The “dark net” also known as the “deep web” has always intrigued me and the subtitle – unusual for a novel – really got my attention: “Hell on earth is only one click of a mouse away.”
The Dark Net tells a tale about unleashing horrors on the world, not only through electronic chaos, but also by evil possessing common everyday folks through mundane computer use. The demons in the story overtake people by a frequency generated by electronic devices. Is there a greater theme here? Perhaps.
But, this novel is more reminiscent of a Stephen King horror with gruesome scenes and random pandemonium than a thoughtful allegory.
Author Percy constructs a narrative of good and evil that I found believable. I liked that there are modern day vampire-like people who exist to serve the light and destroy the darkness. I especially appreciated the story turning Hannah into code so she can fight evil from within the cyber world. For me, that was an exciting idea. I also like the character Lump, a protector and homeless man, who keeps watch on the streets and has ravens and rats as his helpers against evil beings.
When the debate about the reality of God is discussed, one character insists there is no God, saying it is only a false construct to offer hope. Yet, the demons themselves are confident there is a hell—and Armageddon– and many characters make regular references to the Bible. I would have liked more of this theological discussion.
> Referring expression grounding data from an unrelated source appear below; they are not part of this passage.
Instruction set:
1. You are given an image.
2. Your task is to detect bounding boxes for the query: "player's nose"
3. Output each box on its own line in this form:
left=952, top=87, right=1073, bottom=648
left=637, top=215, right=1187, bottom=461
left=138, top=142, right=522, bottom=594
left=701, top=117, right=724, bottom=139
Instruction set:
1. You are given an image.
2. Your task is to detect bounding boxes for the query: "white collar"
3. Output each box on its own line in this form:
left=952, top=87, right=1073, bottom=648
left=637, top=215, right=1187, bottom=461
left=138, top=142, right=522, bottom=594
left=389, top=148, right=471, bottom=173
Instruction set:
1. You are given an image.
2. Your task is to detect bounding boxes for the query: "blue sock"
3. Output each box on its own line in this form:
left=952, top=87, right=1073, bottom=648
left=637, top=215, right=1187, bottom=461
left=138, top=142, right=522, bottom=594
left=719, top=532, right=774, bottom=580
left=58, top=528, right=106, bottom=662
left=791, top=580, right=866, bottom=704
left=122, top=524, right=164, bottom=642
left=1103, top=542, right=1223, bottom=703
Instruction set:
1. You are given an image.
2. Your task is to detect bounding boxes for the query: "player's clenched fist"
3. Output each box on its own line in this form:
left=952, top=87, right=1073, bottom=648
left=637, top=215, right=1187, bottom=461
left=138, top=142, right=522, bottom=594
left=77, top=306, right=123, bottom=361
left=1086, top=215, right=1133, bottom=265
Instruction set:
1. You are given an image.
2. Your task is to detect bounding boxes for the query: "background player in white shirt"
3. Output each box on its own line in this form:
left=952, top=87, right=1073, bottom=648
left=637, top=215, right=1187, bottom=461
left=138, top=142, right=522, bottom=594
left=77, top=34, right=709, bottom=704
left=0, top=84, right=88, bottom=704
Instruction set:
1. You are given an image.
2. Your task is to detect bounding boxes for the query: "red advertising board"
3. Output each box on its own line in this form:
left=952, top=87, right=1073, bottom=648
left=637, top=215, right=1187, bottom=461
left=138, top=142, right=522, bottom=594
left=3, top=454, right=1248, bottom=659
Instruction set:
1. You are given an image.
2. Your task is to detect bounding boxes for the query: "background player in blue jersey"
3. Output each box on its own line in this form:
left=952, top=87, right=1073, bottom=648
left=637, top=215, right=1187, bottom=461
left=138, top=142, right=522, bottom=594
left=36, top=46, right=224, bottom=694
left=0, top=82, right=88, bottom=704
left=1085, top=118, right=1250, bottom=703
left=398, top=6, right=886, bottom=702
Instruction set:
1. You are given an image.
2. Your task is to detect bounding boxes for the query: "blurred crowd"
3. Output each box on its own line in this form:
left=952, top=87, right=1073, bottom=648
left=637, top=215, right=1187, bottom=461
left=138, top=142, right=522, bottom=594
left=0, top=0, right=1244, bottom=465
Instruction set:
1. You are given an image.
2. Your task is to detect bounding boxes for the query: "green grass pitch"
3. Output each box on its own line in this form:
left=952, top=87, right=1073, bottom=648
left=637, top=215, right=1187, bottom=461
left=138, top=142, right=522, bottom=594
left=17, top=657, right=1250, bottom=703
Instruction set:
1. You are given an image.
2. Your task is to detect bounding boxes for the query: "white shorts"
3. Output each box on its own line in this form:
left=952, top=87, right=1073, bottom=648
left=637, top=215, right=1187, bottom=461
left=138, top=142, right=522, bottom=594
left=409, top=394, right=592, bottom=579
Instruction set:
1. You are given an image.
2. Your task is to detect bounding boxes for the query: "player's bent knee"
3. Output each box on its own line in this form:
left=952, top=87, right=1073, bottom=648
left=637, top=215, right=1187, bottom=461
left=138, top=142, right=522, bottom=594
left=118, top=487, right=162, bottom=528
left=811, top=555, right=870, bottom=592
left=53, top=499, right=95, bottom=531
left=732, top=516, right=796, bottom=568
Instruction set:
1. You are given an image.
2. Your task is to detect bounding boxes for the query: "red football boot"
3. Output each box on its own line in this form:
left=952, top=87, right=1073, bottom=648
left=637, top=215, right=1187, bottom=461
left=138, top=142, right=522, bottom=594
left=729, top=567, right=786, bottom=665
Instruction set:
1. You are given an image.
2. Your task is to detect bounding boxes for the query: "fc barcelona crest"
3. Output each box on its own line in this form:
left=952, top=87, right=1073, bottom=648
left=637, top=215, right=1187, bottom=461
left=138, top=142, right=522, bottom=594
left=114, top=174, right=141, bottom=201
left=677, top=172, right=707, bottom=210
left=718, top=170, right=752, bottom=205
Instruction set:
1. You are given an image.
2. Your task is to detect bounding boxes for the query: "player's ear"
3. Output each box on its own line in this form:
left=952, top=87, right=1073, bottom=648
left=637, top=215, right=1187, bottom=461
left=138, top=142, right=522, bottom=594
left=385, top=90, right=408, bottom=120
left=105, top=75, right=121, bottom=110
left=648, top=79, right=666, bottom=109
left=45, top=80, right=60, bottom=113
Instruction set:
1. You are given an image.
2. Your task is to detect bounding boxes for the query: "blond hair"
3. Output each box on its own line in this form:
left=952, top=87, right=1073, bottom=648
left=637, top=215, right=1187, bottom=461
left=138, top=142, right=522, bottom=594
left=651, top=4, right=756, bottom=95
What is most terrifying, is how potentially dangerous our cyber reality is. We blithely use our electronic devices without much thought of those who lurk below the surface, monitoring our every move and waiting to use the information for nefarious purposes. As it is, many powerful organizations buy, sell and profile our electronic information every day without being a part of the “dark net.”
The Dark Net is more horror than thriller, but it is a provocative narrative where an old world manipulates the new electronic one.